Where Jason sees a "useless piece of crap", I see something a little different (and happily edited his remarks in a Wave in which we were both participating:
Jason calls Wave a "hosting site for disposable, single-purpose based Wikis and mashups" like that's a bad thing. Although I think his characterization is a bit limiting, the idea of creating a searchable, archivable flow of information with my colleagues kicks email conversations (as well-organized as they are in Gmail) in the keister. In fact, Gmail starts to feel a bit primitive when you get used to the immediate feedback and interaction inherent in a Wave (and yet don't lose the strengths of asynchronous communication that email affords).

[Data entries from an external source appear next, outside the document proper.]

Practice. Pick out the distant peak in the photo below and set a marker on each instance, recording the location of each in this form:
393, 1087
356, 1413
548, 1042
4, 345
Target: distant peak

While almost everything Jason points out in terms of beta quirks are true (although I found the embedded search that allows users to leverage Google Image and Video search within a Wave to be fast and intuitive), a little refinement will go a long ways towards making Wave the groupware model of choice, especially within Google Apps shops. Right now, for example, if I simply need to send someone outside my organization an email, I probably won't start a Wave over it. Integration of some Gmail features would obviously be useful for one-off communications. Similarly, you can't just start a Wave with anyone in the same way you can't use Google Video chat with someone who isn't using Gmail. Being able to host a Wave and invite outside participants would be a killer app.
One other thing to note: that learning curve and lack of intuitiveness to the UI? Most likely irrelevant to the average Millennial. If you grew up when Eudora seemed like a really cool way to access your email, the learning curve might be steep. If you communicate almost exclusively via social media tools and rarely access email, then the idea of a Wave is going to seem fairly natural. Since most of the people we're hiring fall into this Digital Native category, they'll be bringing a shift in expectations of what business communication tools should like with them.
All right. Maybe the idea of slicing bread instead of ripping it apart to scoop up some thick stew like a bunch of heathens tops Google Wave. Maybe. On the other hand, whether ripped or sliced, bread is still a high-carb tasty, multi-purpose consumable. Wave gives me a combination of Google's mail, chat, docs, search, video, and more in a package that I can't get elsewhere. Sure, it still has some growing to do, but Wave represents a completely different direction for cloud-based groupware that just might kill traditional email in ways that Facebook never could.
It's OK, though, Jason. You're not losing email. You're gaining a whole new way to work, share, and create with your colleagues. The dinosaurs had a wee bit of trouble with the whole "adaptation thing." Will you embrace real-time, rich collaboration tools or stick with checking off that "Track changes" box in Word?